The starting gas mixture is, in other words, in the first group of method steps firstly cooled and then compressed using an adequate compressor system designed for this type of media. In the initial cooling step, a condensate (the“first” condensate) is formed which already contains carbon dioxide and sulphur dioxide dissolved in water. The carbon dioxide content is already increased at this point. The subsequent compression of the gaseous remainder (“first” gaseous remainder) with availability of at least or exceeding 30 ton per hour is preferably realized using several, e.g. three, compression stages with intercooling. During this phase, more condensate is generated, additional sulphur dioxide being also removed in the liquid condensate and the carbon dioxide concentration further raises. According to the present invention, the first gaseous remainder is enriched in carbon dioxide and depleted in sulphur dioxide and water in relation to the starting gas mixture, and the second gaseous remainder and the dried gas mixture are each enriched in carbon dioxide and depleted in sulphur dioxide and water in relation to the starting gas mixture and also in relation to the first gaseous reminder.

According to a preferred embodiment of the present invention, the starting gas mixture is provided at a first pressure level which is 0 to 1 bar (g), e.g. at a slight overpressure of 50 mbar (g). The second pressure level may be 20 to 30 bar. The second pressure level preferably is at least 22 bar (g) but due to efficiency reasons is preferably not above 27 bar (g).

Preferably, the first temperature level, at which the starting gas mixture is provided, is 50 to 300 °C, e.g. at least 240 °C, at least or about 150 °C or at least or about 60 °C and the second temperature level and the third temperature level each are 0 to 20 °C, preferably below 10 °C.

Before being supplied to the second group of method steps, which include a cryogenic treatment, water must be removed almost completely. This is achieved by cooling and drying steps known from the art per se. While the third gaseous remainder may still comprise up to 5,000 vppm water, preferably up to 2,000 vppm water, more preferably up to 1 ,000 or 600 vppm water, the dried gas mixture preferably only comprises less than 20 vppm water according to the present invention.

The purpose of the second group of method steps, including a liquefaction, is firstly to increase the carbon dioxide content level to at least 95 mol-%, more preferably more than 98,5 mol-% or even more preferably 99,9 mol-%, which is the content of carbon dioxide in the fraction“predominantly or exclusively containing carbon dioxide” which is formed according to the present invention. Before the liquefaction is started, the purification of the carbon dioxide must be completed, as elucidated below.

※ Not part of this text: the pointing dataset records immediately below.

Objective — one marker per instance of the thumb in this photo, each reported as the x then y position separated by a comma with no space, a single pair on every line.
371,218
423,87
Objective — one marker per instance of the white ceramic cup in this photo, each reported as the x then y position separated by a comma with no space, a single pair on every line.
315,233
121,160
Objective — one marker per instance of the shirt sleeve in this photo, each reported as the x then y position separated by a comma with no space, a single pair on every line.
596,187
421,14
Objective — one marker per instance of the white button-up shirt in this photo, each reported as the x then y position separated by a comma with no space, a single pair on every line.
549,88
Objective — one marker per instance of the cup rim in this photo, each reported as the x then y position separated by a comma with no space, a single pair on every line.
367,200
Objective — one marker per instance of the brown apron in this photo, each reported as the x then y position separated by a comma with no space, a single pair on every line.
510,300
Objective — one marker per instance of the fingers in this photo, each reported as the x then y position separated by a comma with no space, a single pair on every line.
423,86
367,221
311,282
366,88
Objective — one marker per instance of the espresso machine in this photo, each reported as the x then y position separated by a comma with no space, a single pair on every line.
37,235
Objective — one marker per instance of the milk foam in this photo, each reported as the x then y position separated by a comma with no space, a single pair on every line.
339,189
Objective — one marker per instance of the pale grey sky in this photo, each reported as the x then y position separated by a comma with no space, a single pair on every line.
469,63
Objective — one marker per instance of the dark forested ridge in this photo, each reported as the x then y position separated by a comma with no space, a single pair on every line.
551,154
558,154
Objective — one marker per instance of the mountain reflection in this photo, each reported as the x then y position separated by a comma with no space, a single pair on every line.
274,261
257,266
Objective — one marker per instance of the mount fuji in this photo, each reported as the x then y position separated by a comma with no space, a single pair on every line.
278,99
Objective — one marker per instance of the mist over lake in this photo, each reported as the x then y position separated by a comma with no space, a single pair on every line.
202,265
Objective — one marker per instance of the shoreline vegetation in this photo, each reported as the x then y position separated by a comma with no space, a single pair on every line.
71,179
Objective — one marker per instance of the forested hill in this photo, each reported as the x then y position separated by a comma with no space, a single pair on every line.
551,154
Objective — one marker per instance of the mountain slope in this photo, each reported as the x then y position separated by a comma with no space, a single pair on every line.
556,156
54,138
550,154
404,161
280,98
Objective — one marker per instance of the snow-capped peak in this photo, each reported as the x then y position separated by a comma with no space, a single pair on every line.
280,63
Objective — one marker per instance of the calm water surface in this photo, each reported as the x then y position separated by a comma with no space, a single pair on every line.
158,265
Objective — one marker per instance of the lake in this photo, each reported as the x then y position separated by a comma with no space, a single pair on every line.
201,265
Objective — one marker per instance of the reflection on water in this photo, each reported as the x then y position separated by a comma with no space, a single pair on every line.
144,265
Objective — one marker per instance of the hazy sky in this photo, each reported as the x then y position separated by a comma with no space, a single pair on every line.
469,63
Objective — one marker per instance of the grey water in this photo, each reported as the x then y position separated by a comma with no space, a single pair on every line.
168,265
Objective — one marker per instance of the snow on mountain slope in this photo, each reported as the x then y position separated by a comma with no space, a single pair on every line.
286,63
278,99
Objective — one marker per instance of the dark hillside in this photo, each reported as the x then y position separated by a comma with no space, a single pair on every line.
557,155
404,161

According to the present invention, preferably the absorbing step used in the second group of method steps is an absorbing step using an absorption column in which a liquid bottom product and a gaseous overhead product is formed, at least a part of the gaseous overhead product being liquefied, and the liquid carbon dioxide used in the absorbing steps being formed from a part of the liquefied gaseous overhead product. Preferably, exactly one such absorbing step and/or exactly one absorption column using liquid carbon dioxide are utilised in the second group of method steps. Besides the absorbing step, the second group of method steps further includes, as mentioned, liquefying and rectifying at least a part of a gaseous overhead product being produced in the absorbing step.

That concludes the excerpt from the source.